When Heeter reopens the studio, she will phase in slowly.
“Our membership has stayed about the same (since COVOD-19). We lost one member and gained one member,” she said over the phone.
She plans to continue teaching by streaming — which she started doing April 1 —as well as teaching in person in the studio. Streaming during the isolation has provided her members with the experience of being together in class.
One of Jazzercise’ draws is its music, for which franchise owners pay hefty royalties.
“We play Top 40, country, hiphop and others,” she said. “And we teach 150 new dance routines per year.” An exercise physiologist reviews all choreography.
Jazzercise’ founder, Judi Sheppard Missett, still dances and teaches — from her yard. Her company keeps women fit, its motto being “It’s fun. It’s easy. It’s social. We don’t judge.”
“She’s the hippest grandmother you’ll ever see,” Heeter said.
Once the studio reopens, Heeter said classes will be smaller; she has already measured the space to provide plenty of room per dancer. For times of classes, people may go to jazzercise.com and type in “Bloomington.”
Pure Barre at the College Mall has a new owner, Jamie Parsons. She shut down the gym March 18 and froze her clients’ accounts so they wouldn’t be charged. Then, for paid members she began offering a variety of free live-streamed classes through Zoom. Nonmembers can choose to pay $25 per week “and take as many classes as they want,” she said on the phone.
“We’re all stuck (during the isolation),” she said. “And I’m proud that Pure Barre can help.”
A silver lining might exist in online gym classes. “Maybe some people aren’t able to afford (in-person classes) — or confident enough to enter a gym,” she said. “Often, it’s about taking that first step.”
Parsons can identify. “I didn’t want to step into a group class once,” she said. “I had gained 65 pounds during my pregnancy.” Her children are now 9 and 10, and Parsons is back to her desired weight. She ascribes her ability to connect with students to her past career at the YMCA, where she taught preschool. She became a personal trainer for others after having become interested in reaching and maintaining her own fitness.

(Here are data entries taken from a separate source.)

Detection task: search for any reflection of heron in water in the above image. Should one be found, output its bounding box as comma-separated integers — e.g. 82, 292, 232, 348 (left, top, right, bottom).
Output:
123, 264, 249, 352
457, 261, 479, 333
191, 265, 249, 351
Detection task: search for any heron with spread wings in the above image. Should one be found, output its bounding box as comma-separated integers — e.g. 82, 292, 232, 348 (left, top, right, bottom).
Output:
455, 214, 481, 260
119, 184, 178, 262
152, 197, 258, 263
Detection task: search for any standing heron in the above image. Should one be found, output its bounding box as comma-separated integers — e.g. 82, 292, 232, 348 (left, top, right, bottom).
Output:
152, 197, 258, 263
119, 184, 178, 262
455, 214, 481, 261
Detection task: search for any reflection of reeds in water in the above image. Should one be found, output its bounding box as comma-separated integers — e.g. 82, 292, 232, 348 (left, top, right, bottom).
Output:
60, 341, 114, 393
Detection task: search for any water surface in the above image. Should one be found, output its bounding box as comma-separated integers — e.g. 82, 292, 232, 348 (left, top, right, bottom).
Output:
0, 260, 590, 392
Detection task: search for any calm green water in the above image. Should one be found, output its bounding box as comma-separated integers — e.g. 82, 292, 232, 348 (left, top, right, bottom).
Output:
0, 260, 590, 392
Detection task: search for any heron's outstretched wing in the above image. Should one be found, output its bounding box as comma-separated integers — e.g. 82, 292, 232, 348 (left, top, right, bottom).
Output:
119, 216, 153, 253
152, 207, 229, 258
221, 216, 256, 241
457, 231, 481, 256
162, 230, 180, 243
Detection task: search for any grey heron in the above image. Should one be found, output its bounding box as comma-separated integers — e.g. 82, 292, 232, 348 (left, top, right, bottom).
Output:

As do other gyms, Pure Barre hopes to reopen soon, and Parsons is ready. In-person classes will consist of nine members only, and any surfaces that have been touched will be sanitized between classes.
“That means a minimum of one hour of cleaning between workout sessions,” she said. In addition, she will use only the gym equipment that can be cleaned efficiently.
Masks will be encouraged although not enforced, and online sessions will still be available.